データベース構築では、特に「国際ハップマップ作成プロジェクト」(編集部注:アジア人、アフリカ人、ヨーロッパ人のDNAを分析し、ヒトの病気や薬に対する反応性に関わる遺伝子を発見するための基盤を整備するプロジェクト)が、2002年からスタートし、かなり成功したことが大きいと思います。最初の数年間に、ヒトゲノムのバリエーションのデータベースができ、公開されていきました。
その結果、SNP(遺伝子多型)の測定方法が分かってきた。GWAS(Genome-wide association study;ゲノムワイド関連解析)という手法を用いた研究成果が 2007年頃から出るようになり、多くの疾患関連遺伝子が同定されてきました。
さらに、ベンチャー企業を中心とした解析技術の進歩も、すごく早い。「次世代シークエンサー」が登場し、各社が開発を進めています。次世代シークエンサーも第2世代、第3世代、第4世代が登場、シークエンサーの技術はまだプラトーには達しておらず、さらに開発が進みます。

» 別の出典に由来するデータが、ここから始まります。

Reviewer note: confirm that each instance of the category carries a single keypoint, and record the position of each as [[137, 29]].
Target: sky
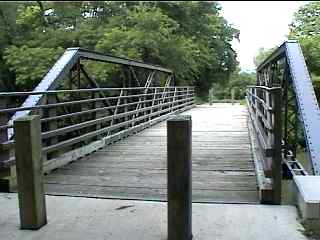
[[261, 24]]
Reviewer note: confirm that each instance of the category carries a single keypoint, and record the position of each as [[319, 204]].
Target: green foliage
[[30, 64], [191, 38]]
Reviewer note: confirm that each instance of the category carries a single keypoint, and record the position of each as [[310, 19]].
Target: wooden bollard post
[[27, 136], [179, 130], [232, 96]]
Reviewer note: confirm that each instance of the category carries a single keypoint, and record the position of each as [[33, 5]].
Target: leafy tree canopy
[[191, 38]]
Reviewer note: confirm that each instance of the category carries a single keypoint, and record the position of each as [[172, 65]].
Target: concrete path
[[75, 218]]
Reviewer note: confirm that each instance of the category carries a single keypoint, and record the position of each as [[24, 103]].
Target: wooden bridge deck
[[135, 168]]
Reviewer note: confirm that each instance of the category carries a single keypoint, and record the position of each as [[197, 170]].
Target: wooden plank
[[135, 167], [206, 196]]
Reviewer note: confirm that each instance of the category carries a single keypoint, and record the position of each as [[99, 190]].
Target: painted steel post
[[29, 172], [276, 166], [179, 129]]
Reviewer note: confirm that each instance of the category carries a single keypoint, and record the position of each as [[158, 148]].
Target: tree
[[191, 38]]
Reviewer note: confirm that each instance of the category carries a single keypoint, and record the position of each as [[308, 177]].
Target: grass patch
[[311, 229]]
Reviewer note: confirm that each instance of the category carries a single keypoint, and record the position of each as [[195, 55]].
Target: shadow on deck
[[135, 167]]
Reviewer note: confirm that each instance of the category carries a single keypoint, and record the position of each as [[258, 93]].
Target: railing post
[[232, 96], [276, 166], [29, 172], [179, 185], [210, 96], [96, 114], [4, 155], [52, 125]]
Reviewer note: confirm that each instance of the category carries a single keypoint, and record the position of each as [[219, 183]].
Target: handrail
[[62, 132], [70, 60], [296, 80]]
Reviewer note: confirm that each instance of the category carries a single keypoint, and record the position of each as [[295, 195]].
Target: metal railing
[[264, 105], [77, 122]]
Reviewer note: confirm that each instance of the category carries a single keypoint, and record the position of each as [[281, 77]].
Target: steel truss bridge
[[110, 142]]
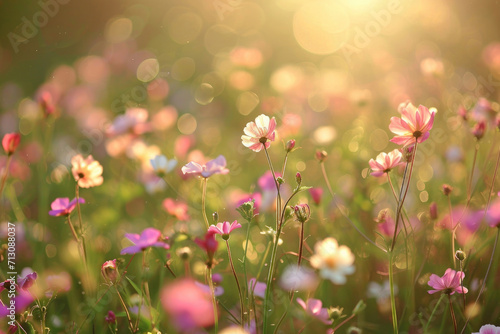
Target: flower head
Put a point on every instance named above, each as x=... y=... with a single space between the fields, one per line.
x=162 y=165
x=259 y=133
x=216 y=166
x=10 y=142
x=87 y=172
x=224 y=228
x=413 y=126
x=63 y=207
x=314 y=308
x=149 y=238
x=332 y=260
x=450 y=283
x=385 y=162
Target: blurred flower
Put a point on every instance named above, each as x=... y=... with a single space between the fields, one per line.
x=216 y=166
x=413 y=126
x=316 y=194
x=132 y=122
x=110 y=318
x=148 y=238
x=224 y=228
x=188 y=306
x=298 y=278
x=10 y=142
x=27 y=281
x=333 y=262
x=314 y=309
x=259 y=133
x=62 y=206
x=87 y=172
x=178 y=209
x=162 y=165
x=109 y=271
x=449 y=283
x=385 y=162
x=488 y=329
x=257 y=288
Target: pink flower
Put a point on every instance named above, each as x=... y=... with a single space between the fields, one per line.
x=488 y=329
x=87 y=172
x=177 y=209
x=450 y=282
x=385 y=162
x=148 y=238
x=314 y=309
x=259 y=133
x=224 y=228
x=10 y=142
x=63 y=207
x=188 y=305
x=316 y=194
x=413 y=126
x=216 y=166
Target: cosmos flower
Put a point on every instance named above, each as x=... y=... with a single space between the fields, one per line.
x=413 y=126
x=385 y=162
x=216 y=166
x=259 y=133
x=87 y=172
x=449 y=283
x=63 y=207
x=332 y=260
x=314 y=308
x=148 y=238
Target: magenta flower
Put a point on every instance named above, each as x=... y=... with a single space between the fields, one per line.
x=216 y=166
x=385 y=162
x=148 y=238
x=63 y=207
x=413 y=126
x=314 y=309
x=259 y=133
x=224 y=228
x=450 y=282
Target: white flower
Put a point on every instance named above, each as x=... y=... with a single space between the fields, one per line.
x=333 y=262
x=162 y=165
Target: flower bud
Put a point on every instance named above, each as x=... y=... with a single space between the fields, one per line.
x=321 y=155
x=109 y=271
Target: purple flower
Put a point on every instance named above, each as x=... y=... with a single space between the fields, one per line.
x=63 y=207
x=313 y=308
x=148 y=238
x=216 y=166
x=449 y=283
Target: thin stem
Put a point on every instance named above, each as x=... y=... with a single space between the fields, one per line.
x=237 y=281
x=453 y=314
x=203 y=202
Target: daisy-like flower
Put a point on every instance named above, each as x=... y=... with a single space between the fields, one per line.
x=224 y=228
x=259 y=133
x=385 y=162
x=63 y=206
x=449 y=283
x=216 y=166
x=333 y=261
x=413 y=126
x=87 y=172
x=314 y=308
x=149 y=238
x=488 y=329
x=162 y=165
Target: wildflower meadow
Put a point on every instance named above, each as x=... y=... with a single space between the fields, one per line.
x=250 y=167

――全ゲノムをシークエンスする、時間とコストはどのくらいでしょうか。
ヒトの全ゲノムは、約30億塩基対です。イルミナ社の最新機種の早いモードで実施すると27時間、私たちは通常は40時間でやっています。1検体の費用は40万円から50万円。ライフテクノロジーズ社でも新たな機種を近く発売予定で、1検体24時間、費用は15万円弱になる予定だと聞いています。
――先生方の「オーダーメイド医療実現化プロジェクト」も、2003年度にスタートしました。
「オーダーメイド医療実現化プロジェクト」の第1期は2003年度から5年間で、目標の一つがバイオバンクを作ること、もう一つが、「国際ハップマップ作成プロジェクト」に貢献することでした。
――これまでの成果をお教えください。
第1期の最大の成果は、バイオバンクを構築したこと。5年間で、全国65の医療機関の協力を得て、47疾患について、計20万人のバイオバンク、つまり20万人の患者さんのDNAと血清、臨床情報を集めることができました。47疾患は、癌や循環器疾患、免疫・アレルギー疾患が中心です。癌は死因の第1位、循環器疾患はその次に多い。免疫・アレルギー疾患は、ゲノムの影響が大きいので、アトピー性皮膚炎、関節リウマチ、バセドウ病などが入っています。また薬の副作用や効果に関するゲノムレベルでの解析は、中村先生の狙いとしてあったので、薬疹などが入っています。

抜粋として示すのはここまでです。